Resistance fighter whose factory was used to make yellow stars dies at 98

The De Stentor newspaper reported Tuesday about van Gelderen’s death.

An SS officer questions two Jewish resistance fighters in the Warsaw Ghetto, 1943 (photo credit: Wikimedia Commons)
An SS officer questions two Jewish resistance fighters in the Warsaw Ghetto, 1943
(photo credit: Wikimedia Commons)
Henk van Gelderen, a Dutch-Jewish resistance fighter whose textile factory was used to produce yellow stars for the Nazis, died at 98.
The De Stentor newspaper reported Tuesday about van Gelderen’s death.
Van Gelderen’s factory in the eastern city of Enschede, NV Stoomweverij Nijverheid, was confiscated by the German occupation forces soon after they invaded the Netherlands in 1940 and was used to produce 569,355 of the stars that Nazis forced Jews to wear.

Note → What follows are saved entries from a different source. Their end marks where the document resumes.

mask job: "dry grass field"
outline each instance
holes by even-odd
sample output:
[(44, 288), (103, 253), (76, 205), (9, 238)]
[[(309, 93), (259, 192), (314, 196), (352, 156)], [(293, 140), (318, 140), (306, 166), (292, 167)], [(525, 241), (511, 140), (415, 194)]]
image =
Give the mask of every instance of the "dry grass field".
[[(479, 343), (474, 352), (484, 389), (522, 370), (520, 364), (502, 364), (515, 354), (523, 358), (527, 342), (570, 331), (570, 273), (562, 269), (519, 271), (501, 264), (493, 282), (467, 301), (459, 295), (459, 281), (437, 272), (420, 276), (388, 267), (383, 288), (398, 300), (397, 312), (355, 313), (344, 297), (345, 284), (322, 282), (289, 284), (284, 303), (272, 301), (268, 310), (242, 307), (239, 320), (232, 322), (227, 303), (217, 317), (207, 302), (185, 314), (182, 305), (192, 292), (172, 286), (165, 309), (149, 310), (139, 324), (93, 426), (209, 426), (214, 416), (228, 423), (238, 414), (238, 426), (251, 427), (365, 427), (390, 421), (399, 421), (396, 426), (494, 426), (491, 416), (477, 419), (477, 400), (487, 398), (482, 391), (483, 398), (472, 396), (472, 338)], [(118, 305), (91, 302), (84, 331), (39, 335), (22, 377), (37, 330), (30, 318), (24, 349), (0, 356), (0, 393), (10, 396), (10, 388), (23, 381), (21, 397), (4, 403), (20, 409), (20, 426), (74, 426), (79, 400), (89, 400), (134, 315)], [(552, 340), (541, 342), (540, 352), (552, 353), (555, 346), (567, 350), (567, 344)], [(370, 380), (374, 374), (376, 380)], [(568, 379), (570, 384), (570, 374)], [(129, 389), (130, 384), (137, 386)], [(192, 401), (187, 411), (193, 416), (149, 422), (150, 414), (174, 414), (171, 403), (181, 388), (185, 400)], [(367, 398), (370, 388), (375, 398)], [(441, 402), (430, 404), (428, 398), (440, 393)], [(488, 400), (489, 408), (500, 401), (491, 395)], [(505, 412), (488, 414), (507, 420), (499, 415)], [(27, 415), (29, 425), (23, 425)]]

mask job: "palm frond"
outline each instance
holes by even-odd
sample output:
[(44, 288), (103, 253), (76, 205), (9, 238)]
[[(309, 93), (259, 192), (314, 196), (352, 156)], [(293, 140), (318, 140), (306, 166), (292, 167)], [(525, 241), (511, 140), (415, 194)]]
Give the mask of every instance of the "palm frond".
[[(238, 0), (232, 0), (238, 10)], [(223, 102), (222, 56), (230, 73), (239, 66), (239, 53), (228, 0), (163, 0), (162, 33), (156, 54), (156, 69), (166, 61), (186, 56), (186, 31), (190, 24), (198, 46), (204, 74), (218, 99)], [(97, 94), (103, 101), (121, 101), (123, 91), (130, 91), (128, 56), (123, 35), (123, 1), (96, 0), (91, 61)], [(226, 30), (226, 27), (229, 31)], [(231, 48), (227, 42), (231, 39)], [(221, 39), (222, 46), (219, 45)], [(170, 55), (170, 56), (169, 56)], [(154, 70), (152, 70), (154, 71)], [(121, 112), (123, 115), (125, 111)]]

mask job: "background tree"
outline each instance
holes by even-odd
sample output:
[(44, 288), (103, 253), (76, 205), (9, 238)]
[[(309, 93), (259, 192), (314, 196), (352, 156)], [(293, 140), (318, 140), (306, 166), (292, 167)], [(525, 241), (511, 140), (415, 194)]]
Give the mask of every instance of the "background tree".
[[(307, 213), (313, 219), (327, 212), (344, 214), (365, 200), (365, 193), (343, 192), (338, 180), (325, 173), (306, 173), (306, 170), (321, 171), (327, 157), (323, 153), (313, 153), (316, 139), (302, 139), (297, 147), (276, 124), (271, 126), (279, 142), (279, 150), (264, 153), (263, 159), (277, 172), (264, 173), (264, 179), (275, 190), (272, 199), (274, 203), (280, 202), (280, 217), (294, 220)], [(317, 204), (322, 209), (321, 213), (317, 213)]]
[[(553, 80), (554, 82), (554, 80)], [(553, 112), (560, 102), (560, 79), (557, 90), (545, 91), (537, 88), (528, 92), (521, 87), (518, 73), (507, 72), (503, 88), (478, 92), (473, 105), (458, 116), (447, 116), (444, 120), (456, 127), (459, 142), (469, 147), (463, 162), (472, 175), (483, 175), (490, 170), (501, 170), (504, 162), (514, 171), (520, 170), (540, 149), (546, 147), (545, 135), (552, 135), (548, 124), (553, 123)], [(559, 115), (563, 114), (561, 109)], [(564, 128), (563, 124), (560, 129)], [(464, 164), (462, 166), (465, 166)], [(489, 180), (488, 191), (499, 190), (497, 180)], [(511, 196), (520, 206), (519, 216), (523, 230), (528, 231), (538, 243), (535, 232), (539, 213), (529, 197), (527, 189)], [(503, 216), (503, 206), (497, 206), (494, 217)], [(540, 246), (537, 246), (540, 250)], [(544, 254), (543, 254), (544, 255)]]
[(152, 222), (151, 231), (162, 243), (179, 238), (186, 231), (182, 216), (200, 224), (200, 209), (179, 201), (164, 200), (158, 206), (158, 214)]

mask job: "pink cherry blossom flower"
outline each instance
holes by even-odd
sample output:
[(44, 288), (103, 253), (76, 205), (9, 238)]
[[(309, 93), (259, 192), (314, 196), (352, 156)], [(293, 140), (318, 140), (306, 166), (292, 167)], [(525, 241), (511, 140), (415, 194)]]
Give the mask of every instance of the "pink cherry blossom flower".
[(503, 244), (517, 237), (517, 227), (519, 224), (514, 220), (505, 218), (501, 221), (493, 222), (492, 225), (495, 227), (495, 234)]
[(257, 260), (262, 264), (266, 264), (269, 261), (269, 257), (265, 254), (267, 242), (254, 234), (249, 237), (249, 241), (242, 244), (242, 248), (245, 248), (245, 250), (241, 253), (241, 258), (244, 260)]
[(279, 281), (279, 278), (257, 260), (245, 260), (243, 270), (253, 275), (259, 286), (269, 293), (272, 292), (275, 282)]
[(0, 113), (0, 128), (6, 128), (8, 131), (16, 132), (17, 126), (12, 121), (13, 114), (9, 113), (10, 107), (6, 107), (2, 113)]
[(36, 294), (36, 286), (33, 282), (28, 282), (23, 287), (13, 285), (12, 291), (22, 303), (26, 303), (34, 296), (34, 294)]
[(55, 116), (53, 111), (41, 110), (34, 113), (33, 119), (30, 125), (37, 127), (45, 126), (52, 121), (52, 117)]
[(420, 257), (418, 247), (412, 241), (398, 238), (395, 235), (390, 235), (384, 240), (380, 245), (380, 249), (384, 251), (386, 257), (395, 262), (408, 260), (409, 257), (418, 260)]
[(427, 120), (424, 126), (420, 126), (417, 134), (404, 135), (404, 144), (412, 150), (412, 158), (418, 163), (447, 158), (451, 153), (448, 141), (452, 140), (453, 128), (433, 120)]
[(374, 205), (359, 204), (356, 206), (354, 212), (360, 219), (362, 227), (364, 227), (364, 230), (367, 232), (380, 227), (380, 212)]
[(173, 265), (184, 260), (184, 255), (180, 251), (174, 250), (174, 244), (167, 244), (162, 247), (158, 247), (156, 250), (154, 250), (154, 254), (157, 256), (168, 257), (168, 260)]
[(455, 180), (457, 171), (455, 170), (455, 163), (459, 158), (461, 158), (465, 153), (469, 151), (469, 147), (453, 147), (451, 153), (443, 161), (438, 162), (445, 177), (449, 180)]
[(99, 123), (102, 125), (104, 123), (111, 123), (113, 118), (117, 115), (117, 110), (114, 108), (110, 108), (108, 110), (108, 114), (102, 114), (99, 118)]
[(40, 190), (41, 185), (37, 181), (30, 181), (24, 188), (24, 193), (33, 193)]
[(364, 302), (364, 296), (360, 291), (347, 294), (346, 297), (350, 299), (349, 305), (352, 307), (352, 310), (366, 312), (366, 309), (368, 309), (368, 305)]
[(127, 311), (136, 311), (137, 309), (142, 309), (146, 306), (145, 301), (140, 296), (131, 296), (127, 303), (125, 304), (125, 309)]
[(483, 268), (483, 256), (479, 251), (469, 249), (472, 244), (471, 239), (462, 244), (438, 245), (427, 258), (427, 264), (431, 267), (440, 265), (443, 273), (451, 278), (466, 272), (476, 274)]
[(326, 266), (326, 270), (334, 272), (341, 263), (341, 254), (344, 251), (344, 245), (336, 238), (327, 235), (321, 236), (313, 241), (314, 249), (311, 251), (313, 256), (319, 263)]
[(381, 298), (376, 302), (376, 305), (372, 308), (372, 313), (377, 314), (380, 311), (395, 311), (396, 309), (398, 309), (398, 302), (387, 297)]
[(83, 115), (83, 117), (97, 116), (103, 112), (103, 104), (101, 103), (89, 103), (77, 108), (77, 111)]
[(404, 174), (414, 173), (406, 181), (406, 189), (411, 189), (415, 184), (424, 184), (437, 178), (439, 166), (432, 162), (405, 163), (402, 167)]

Van Gelderen himself went into hiding in Amsterdam, assumed a false identity and teamed up with a resistance cell that was well-known for its high-quality forgeries of identity and travel documents for those wanted by the Nazis.
His older brother, Matthieu, who was also in the resistance, was arrested and murdered shortly before the Netherlands was liberated by Allied forces.
In March, Van Gelderen was named honorary mayor of Enschede.
In an interview, Van Gelderen how he felt about the workers who made yellow stars for the Germans with machines he had bought.
“What could they have done?” he said. “The factory had a German boss. They got the order. They had to eat. If they hadn’t done it, others would have.”